Ende 2000/Anfang 2001 begann mit dem Start des 1. dreijährigen Durchgangs der GFA/GFB die Umsetzung des Spruchs der Einigungsstelle. Diese war alles andere als einfach. Die Kapitalseite versuchte auch jetzt noch, ihre Blockadepolitik fortzusetzen. In dem paritätisch besetzten Steuerungsgremium des GFA/GFB-Kreislaufprozesses – der Gemeinsamen Kommission GFA – kam es zu heftigen Auseinandersetzungen. Schließlich setzten sich die konfliktbereiten und hartnäckigen Alstom-BR durch.
Danach konnte endlich ein vorbildliches System des vorbeugenden Gesundheitsschutzes im Betrieb entwickelt werden.
Gesundheit als höchstes Gut
Der Betriebsrat verfolgte drei Ziele:
1. Alle bestehenden Gesundheitsgefährdungen zu erkennen und durch Anwendung des STOP-Prinzips* zu beseitigen oder zumindest zu minimieren.
2. Alle Beschäftigten für Gesundheitsgefährdungen zu sensibilisieren und für die Beteiligung an einem aktiven Gesundheitsschutz zu gewinnen.
3. Allen Kolleg:innen eine fortlaufende Dokumentation sämtlicher Gefährdungen in ihrem Arbeitsleben zur Verfügung zu stellen, um die Anerkennung von Berufskrankheiten erfolgreich durchsetzen zu können.
Die Erfolge sprechen für sich.
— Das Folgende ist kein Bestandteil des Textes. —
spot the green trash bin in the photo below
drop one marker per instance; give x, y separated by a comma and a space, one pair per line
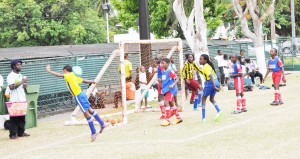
32, 94
3, 109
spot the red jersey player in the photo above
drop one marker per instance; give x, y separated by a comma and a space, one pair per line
237, 75
275, 65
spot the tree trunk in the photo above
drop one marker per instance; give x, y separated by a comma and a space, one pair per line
273, 30
257, 18
193, 27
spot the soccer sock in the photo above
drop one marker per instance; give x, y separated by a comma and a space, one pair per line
175, 111
203, 111
217, 107
279, 96
238, 103
163, 110
168, 112
276, 96
200, 92
97, 117
243, 103
196, 102
91, 124
193, 95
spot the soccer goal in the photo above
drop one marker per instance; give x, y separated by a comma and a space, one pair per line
112, 79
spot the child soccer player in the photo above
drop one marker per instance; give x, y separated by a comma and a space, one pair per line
237, 75
81, 98
212, 86
159, 89
275, 65
188, 75
173, 66
169, 90
143, 83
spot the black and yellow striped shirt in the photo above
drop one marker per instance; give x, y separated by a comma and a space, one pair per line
188, 69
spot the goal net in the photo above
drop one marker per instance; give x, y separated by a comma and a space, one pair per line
110, 95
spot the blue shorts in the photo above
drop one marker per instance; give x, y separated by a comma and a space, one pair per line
83, 102
209, 89
146, 95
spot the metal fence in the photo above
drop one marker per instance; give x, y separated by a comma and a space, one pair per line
54, 96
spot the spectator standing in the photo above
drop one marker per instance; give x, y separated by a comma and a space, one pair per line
242, 61
221, 65
17, 84
253, 70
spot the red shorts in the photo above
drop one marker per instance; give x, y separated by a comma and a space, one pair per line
159, 88
194, 85
277, 77
239, 84
169, 97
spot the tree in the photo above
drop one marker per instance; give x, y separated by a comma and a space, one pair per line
163, 21
259, 10
49, 22
194, 27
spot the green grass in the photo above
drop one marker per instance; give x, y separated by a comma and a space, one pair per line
263, 132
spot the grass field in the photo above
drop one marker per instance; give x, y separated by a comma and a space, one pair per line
263, 132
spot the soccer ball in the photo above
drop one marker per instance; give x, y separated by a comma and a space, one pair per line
77, 70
Bis 2014 gelang die Umsetzung von über 5.000 Einzelmaßnahmen im Bereich der physischen Gefährdungen. Zum Beispiel die Kapselung von Maschinen zum Schutz vor Lärm.
Auch im komplexeren Bereich der psychischen Gefährdungen gelang es, mit der Umsetzung von über 900 Einzelmaßnahmen spürbare Verbesserungen zu erreichen. Mangelhaftem Führungsverhalten wurde etwa mit Änderung von Aufgabengebieten entgegengewirkt.
Nach dem dubiosen Verkauf von Alstom Power an den Konkurrenten General Electric im November 2015 begann dieser, schrittweise das Traditionswerk platt zu machen. Das war zwar auch das Ende der einmaligen GFA/GFB bei Alstom, aber sie hat bis heute Spuren in vielen anderen Betrieben hinterlassen.
Anmerkung
* Das STOP-Prinzip legt die Rangfolge von Schutzmaßnahmen fest: Substitution, Technische, Organisatorische und Persönliche Schutzmaßnahmen.